What of the Formby post? Well, it was built in 1962 next to a wartime observation platform which can also still be seen. Soon, however, erosion caused the structure to become vulnerable to potential bomb blast damage and, despite efforts to reinforce it, it was closed around 1966-68 and replaced by a new one built at Woodvale, on the aerodrome perimeter near the by-pass. That post remained operational until September 1991 when its surface structures were demolished. The Formby post is very dilapidated; although the entrance and ventilation shafts are still there, the room itself is half-full of rubble.

It is chilling to contemplate what the likely scenario would have been. Experts predicted that the initial strike would have been from a very large weapon, probably in a low-level satellite about two to three hundred miles above the North Sea. There would be little physical damage but the resulting electromagnetic pulse would stop all electronic devices in the UK and most of Western Europe. Radios, watches, cars, communications, industry, power supplies, hospitals and essential services would be instantly crippled. Then the first salvo of missiles would disable all UK military sites, with a total estimated force of 80 megatons. This would be followed by 130 megatons distributed over population centres. Merseyside was one of the prime targets and one would envisage perhaps an air-burst at 5000 feet of a five to ten-megaton weapon.

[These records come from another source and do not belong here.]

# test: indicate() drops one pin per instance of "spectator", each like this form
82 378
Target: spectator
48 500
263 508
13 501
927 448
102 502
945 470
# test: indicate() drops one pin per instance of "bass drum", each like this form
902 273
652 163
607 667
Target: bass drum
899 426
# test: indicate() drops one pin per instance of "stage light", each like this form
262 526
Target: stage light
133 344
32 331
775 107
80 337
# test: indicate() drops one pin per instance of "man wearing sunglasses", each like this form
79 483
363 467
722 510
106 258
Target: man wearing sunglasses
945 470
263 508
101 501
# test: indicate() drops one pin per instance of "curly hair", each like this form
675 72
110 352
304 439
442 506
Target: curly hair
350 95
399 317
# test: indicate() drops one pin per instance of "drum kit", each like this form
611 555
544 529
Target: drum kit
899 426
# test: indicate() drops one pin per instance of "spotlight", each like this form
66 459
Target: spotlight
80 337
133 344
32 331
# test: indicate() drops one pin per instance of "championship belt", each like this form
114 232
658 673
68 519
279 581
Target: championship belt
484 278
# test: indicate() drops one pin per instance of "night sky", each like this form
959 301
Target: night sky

This would be the effect here in Formby:

A fireball ten thousand feet across would send a flash of heat and light sufficient to set fire to vegetation and cause blindness and severe skin burns to anyone in the way. Immediately, everything within three miles of Liverpool city centre would disappear. Curiously, the blast wave would take at least half a minute to reach here but then, travelling at several hundred miles an hour, it would flatten the already blazing pinewoods, and effectively demolish every building but the very strongest. In this area there would be almost complete fatalities and across the UK, twenty million would have perished within an hour, millions more each following day. Those left alive would have little chance of survival as rain and wind brought the effects of radioactive fallout to a devastated landscape. Years later, the millions of tons of soot, dust, ash and pulverised cities released into the upper atmosphere would have affected the Ozone layer so much as to bring another Ice Age to the planet – the so-called ‘nuclear winter’. 

And to think we came so close – the Cuban Missile Crisis of 1962 could so easily have triggered ‘Mutually Assured Destruction’ (another grim catchphrase of the period) had not the diplomatic skills of Kennedy and Khrushchev averted the unthinkable by agreeing to a mutual removal of each other’s missile sites. As recently as 1995, a joint Norway/US research rocket launched from a remote Norwegian island caused a full scale alert in Moscow, with Boris Yeltsin ready to open the black briefcase containing the firing codes. He had eight minutes to decide whether to retaliate but, as the missile site commanders stood by in readiness, they saw on their radar that the rocket was falling harmlessly towards the sea and the threat was averted.

We can all derive enormous comfort from the fact that the bunker at Formby was never used for the purpose for which it was designed.